Durant cette saison 2020, un épisode en particulier a ébranlé le champion italien, celui du Grand Prix d'Autriche, où un accrochage entre Johann Zarco et Franco Morbidelli a entraîné un crash monumental dans lequel il a été frôlé par la moto en perdition de l'Italien. Il a pourtant décidé durant cette même période de rester un an de plus.

"Ça m'a fait réfléchir. Je le savais déjà, mais j'ai eu à ce moment-là une nouvelle preuve qu'en course il ne suffit pas de faire attention, que si on se retrouve au mauvais endroit au mauvais moment, on est foutu. Ça, oui, ça a été un moment difficile, même si ça ne m'a pas fait dire 'j'arrête'. J'ai même décidé pendant ces semaines-là de continuer encore une autre saison. Mais ça a vraiment été un accident effrayant", raconte-t-il.

"Sur la moto, j'ai eu très peur, mais par rapport à la moto de Zarco, restée relativement loin. J'ai entendu le bruit de sa moto qui partait en morceaux. La télévision a tout aplati, les bruits, la puissance avec laquelle la moto arrivait, en rebondissant à côté de Viñales. Là, j'étais déjà terrorisé, mais la moto de Morbidelli, qui a représenté le vrai danger pour moi car elle m'a frôlé, je ne l'ai même pas vue."

"J'ai senti comme une ombre me traverser, mais la vitesse à laquelle elle est passée à deux doigts de moi, c'était monstrueux. C'est là qu'on se dit : 'Est-ce que ça en vaut la peine ?'. Je suis rentré au stand en ayant très peur et, là, j'ai vu mes mécaniciens, et je me souviens en particulier de l'un d'eux, Alex, qui sanglotait. Je lui ai dit : 'Allez, j'étais à trois ou quatre mètres quand même…'. Et il m'a répondu : 'Mais l'autre moto, tu l'as vu passer ?'. Et moi : 'Quelle autre ?'. Oui, ce jour-là, j'ai joué mon joker."

Accident de Franco Morbidelli, Petronas Yamaha SRT et Johann Zarco, Avintia Racing

Valentino Rossi frôlé par la moto de Franco Morbidelli au Grand Prix d'Autriche 2020

"Le MotoGP ne me manque pas"

Valentino Rossi a finalement pris la décision de raccrocher pendant l'été 2021, alors même qu'il apprenait qu'il allait devenir père. Là encore, il ne s'agissait pas d'un élément déclencheur, assure-t-il : "Quand Francesca m'a dit qu'elle était enceinte, c'était précisément le moment où je pensais m'arrêter.

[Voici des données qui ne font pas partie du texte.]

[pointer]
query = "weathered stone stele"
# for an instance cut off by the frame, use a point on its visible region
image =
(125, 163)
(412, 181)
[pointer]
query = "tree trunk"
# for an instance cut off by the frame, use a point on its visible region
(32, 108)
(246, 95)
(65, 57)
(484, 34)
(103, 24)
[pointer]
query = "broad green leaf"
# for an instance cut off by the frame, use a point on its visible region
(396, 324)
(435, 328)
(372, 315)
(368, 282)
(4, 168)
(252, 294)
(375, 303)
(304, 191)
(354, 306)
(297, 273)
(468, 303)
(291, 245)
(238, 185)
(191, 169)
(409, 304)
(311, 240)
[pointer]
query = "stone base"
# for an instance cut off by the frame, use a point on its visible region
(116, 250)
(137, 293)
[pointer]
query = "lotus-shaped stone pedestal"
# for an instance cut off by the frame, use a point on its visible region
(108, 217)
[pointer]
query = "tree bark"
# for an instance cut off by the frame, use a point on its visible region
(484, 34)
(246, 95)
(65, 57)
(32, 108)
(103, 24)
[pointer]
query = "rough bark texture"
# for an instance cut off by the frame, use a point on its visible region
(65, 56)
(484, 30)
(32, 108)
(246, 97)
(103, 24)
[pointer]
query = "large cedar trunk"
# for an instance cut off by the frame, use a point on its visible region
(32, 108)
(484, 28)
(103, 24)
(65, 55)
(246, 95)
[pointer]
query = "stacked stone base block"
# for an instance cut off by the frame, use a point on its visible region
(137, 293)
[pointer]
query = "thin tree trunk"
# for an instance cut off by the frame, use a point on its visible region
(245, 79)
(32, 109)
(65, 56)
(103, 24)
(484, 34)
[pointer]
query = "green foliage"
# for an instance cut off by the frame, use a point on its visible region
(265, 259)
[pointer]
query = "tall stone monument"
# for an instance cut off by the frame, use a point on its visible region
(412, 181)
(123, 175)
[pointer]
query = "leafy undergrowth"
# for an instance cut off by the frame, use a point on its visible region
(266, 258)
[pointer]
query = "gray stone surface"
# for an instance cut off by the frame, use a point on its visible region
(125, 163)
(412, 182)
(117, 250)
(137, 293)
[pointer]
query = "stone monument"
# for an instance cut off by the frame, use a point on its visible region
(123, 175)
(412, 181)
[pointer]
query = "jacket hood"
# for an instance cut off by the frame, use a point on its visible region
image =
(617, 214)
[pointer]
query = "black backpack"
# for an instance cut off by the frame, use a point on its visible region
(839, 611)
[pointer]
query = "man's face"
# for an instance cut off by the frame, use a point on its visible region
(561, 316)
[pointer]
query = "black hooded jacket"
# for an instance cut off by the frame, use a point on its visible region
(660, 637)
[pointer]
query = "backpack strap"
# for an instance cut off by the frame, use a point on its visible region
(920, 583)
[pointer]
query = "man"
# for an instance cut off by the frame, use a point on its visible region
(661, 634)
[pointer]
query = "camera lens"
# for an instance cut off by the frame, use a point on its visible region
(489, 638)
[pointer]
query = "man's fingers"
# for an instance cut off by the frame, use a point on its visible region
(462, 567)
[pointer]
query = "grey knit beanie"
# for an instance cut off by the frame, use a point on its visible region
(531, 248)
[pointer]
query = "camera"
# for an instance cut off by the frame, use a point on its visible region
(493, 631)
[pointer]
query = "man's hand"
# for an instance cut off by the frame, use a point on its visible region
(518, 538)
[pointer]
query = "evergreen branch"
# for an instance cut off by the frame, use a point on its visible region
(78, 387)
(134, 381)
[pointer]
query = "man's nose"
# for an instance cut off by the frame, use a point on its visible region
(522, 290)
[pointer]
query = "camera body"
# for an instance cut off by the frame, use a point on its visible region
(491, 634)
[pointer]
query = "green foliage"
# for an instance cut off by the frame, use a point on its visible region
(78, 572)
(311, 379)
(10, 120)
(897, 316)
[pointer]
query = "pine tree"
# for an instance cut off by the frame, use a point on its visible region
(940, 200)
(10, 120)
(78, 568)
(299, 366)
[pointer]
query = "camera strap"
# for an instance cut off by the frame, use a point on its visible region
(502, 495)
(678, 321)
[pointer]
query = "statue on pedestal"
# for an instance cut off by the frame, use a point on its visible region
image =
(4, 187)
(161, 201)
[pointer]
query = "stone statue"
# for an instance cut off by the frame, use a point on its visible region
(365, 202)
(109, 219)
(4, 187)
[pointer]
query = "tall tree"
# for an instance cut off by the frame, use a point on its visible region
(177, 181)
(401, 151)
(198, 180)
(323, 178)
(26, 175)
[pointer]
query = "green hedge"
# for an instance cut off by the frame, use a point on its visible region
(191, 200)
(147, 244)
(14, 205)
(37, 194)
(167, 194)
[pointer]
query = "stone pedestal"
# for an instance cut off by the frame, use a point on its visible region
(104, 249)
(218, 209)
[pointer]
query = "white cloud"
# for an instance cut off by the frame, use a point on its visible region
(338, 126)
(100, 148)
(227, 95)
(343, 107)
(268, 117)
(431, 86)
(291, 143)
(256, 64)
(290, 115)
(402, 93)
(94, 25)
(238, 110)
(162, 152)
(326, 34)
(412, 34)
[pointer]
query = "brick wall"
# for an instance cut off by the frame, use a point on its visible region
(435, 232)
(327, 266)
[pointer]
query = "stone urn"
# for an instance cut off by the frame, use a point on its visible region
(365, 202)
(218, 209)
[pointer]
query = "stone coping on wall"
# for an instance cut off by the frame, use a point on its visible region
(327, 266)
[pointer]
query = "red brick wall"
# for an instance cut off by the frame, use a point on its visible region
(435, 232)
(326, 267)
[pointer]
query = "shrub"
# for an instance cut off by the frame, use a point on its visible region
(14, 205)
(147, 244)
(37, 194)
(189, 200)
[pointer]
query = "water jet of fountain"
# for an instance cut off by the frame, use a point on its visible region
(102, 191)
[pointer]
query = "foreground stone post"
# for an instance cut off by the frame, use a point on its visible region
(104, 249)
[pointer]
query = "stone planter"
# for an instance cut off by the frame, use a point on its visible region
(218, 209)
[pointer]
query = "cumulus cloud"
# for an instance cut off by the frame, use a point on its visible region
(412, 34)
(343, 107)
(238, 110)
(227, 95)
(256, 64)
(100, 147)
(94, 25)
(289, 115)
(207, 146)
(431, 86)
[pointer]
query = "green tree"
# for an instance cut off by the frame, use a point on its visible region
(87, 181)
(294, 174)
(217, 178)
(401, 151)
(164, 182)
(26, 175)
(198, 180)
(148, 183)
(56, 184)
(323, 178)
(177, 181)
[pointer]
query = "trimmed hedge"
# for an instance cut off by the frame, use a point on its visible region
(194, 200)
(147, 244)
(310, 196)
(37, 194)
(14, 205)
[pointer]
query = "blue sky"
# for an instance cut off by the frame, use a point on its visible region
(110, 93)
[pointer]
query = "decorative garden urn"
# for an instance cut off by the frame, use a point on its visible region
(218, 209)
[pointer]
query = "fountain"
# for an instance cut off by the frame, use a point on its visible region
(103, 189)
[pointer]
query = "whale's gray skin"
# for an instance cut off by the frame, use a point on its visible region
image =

Je l'ai donc pris comme un signe du destin. Je n'ai pas arrêté pour cette raison ; si j'avais été compétitif, j'aurais continué même en étant papa."

Le destin a en tout cas continué à bien faire les choses, puisque la petite Giulietta est née le jour-même des premiers essais libres du Grand Prix du Qatar, celui qui lançait précisément cette première saison sans le #46. Et le tout jeune père était en piste quelques heures plus tard, pour des essais en GT.

"Elle est née le vendredi à 4h du matin. Ce jour-là, j'avais les essais en piste avec l'Audi, à Imola, pour préparer mes débuts [du week-end] prochain. J'ai passé toute la nuit à l'hôpital, à l'aube je suis rentré à la maison, j'ai dormi une paire d'heures, Albi est venu me chercher pour aller sur le test. De 14h à 17h, j'étais en piste avec l'Audi R8 GT3 et, au retour, détruit, je suis allé dormir à la maison. Je suis retourné à l'hôpital le samedi matin et, avec Giulietta dans les bras, on a regardé les essais ensemble."

A-t-il eu des regrets à ce moment-là ? Pas du tout. "J'ai pensé : 'Quelle chance de ne pas être en piste !' L'année dernière, je tenais vraiment à m'arrêter à Valence de façon joyeuse, et j'y suis arrivé, donc maintenant j'ai plaisir à regarder les Grands Prix dans le canapé", affirme Rossi. "Je suis un grand fan de moto, j'aime les suivre partout. Et puis j'aime encourager nos pilotes. Il y a mon frère en piste, il y a mes amis. Le moment difficile a été vers juin, entre Barcelone et Assen, quand j'ai décidé de m'arrêter."

S'il garde un lien étroit avec le MotoGP, notamment via l'équipe qu'il y dirige, et s'il promet de venir en visiteur cette saison, Valentino Rossi écarte en revanche toute éventualité de reprendre le guidon pour un test : "Nooon, il ne faut pas déconner ! Quand on monte sur une MotoGP, il faut le faire avec un objectif, parce que c'est une moto énorme, qui va super vite, et ça n'a pas de sens de rouler à 75%. Le MotoGP ne me manque pas."